Uno de los principales reclamos está vinculado a la cobertura de medicamentos. Varios afiliados indicaron que, a diferencia de lo que ocurría anteriormente, ahora deben realizar trámites presenciales para acceder al 100%, ya que en muchos casos solo se cubre entre el 70% y el 80% del costo. “Antes lo hacía el médico de cabecera, ahora hay que venir hasta acá”, explicó una familiar de una jubilada.

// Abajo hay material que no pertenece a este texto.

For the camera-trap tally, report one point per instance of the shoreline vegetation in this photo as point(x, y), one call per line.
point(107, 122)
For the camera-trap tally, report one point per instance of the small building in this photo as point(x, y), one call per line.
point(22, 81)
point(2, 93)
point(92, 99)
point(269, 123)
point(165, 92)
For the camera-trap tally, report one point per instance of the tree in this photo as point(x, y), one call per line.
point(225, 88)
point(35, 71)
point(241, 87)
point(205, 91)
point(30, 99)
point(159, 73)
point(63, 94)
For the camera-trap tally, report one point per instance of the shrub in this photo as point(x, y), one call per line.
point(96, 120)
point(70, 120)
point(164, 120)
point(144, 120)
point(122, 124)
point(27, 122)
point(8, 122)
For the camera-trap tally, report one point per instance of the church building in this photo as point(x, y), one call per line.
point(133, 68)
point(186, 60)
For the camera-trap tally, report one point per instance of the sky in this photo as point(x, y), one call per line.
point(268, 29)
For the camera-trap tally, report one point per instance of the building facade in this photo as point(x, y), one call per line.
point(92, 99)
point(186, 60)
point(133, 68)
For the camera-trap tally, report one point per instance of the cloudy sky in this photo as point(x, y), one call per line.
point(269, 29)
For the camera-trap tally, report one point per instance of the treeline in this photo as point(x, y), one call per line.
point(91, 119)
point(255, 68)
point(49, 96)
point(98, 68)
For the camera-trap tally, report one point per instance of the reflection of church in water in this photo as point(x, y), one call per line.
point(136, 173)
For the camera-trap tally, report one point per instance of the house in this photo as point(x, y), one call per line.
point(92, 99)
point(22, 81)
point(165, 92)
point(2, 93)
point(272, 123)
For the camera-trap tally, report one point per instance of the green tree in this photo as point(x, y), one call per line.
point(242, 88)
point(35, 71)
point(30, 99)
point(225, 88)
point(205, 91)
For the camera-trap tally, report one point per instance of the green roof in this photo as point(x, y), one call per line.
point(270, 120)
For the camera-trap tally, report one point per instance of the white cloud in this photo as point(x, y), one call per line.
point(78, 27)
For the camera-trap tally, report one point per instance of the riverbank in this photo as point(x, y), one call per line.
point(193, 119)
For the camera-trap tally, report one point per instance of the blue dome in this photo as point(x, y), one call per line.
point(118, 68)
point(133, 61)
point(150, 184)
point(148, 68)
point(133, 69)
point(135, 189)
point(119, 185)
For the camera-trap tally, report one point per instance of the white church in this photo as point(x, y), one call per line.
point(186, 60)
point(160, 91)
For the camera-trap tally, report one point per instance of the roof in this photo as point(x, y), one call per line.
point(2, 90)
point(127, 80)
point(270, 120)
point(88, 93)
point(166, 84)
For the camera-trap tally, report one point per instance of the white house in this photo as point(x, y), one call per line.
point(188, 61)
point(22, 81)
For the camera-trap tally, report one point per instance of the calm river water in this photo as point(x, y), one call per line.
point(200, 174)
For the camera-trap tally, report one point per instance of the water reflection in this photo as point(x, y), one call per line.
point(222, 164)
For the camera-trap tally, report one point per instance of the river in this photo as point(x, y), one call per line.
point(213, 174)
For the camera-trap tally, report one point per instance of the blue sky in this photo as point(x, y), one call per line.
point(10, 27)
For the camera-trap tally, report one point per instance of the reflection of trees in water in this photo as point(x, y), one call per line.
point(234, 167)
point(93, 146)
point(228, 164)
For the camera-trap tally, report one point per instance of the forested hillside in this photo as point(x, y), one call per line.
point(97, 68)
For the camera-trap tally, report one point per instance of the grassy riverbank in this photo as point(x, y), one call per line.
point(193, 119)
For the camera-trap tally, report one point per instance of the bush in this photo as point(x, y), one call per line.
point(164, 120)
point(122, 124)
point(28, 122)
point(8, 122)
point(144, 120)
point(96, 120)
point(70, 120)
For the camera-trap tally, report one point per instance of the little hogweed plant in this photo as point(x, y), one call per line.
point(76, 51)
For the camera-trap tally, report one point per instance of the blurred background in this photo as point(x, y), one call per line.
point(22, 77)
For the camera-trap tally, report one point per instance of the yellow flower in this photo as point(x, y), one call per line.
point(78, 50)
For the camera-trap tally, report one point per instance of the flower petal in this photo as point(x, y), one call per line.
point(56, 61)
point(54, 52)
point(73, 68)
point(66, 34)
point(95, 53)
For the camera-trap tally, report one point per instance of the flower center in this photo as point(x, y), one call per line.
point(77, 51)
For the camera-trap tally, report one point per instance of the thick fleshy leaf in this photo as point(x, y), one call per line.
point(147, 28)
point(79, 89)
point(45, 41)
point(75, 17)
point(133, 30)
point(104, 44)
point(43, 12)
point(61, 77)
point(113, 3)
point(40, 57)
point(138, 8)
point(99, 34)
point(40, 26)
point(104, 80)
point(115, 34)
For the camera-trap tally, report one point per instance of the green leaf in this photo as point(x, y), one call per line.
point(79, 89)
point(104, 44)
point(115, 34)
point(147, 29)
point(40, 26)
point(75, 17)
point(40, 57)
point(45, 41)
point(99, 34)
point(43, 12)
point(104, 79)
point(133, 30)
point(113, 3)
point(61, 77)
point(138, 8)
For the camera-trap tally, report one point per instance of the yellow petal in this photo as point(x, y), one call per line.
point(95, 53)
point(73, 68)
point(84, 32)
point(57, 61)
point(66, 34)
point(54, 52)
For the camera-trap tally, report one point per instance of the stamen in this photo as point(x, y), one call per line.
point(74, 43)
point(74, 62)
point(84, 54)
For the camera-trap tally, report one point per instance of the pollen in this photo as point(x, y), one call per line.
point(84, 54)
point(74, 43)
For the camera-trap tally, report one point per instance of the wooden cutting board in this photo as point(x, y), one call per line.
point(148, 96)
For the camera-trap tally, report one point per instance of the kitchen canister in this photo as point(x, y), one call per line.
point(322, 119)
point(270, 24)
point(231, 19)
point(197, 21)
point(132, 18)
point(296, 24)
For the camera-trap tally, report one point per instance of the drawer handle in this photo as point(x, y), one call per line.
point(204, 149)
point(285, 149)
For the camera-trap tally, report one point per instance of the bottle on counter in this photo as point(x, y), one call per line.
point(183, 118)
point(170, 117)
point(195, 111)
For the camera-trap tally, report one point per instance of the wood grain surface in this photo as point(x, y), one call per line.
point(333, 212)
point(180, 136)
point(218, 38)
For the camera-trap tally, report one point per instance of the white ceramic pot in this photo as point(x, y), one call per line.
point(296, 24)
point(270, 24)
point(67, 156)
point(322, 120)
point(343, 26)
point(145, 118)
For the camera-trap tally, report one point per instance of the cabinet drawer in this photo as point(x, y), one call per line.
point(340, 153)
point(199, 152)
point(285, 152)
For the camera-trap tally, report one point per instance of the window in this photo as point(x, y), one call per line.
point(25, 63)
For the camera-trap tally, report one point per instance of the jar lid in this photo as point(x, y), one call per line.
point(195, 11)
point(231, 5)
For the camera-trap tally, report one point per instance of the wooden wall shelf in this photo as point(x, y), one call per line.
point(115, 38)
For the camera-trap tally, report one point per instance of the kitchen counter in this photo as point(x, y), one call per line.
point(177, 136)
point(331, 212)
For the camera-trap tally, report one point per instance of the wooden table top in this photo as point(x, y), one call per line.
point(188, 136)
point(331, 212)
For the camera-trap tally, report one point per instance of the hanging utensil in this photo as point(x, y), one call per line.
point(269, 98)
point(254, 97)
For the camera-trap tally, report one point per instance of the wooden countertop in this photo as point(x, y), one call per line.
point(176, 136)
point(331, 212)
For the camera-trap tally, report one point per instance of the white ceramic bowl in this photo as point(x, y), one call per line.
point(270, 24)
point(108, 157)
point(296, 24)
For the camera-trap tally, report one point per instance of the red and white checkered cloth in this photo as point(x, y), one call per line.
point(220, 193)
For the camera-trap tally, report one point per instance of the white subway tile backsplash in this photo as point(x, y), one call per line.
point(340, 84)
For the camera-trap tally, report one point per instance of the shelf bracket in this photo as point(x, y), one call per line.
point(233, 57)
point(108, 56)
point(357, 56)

También se registraron quejas por la falta de turnos y demoras en estudios médicos. Una afiliada aseguró que necesita realizarse estudios y una cirugía, pero no logra avanzar con las autorizaciones. “Desde enero estoy con esto y no consigo turnos ni autorizaciones para los estudios”, relató.
En otros casos, los usuarios denunciaron gastos elevados ante la falta de cobertura. “Tuve que pagar 50 mil pesos para un especialista porque no me atendieron”, comentó un afiliado, mientras que otro indicó que debe gestionar medicamentos de alto costo por vía de excepción, con valores que superan los 100 mil pesos.
A su vez, jubilados del interior señalaron dificultades adicionales por el cierre de dependencias. “La agencia de San Cosme cerró y tenemos que viajar para hacer los trámites, pero a veces ni siquiera nos atienden”, explicó un afiliado.
En relación a la atención médica, algunos usuarios cuestionaron el sistema de turnos. “Hay médicos que atienden solo a cinco personas por día y te dan turno para dentro de 20 o 30 días”, señalaron, lo que obliga a muchos a gestionar cambios de médico de cabecera.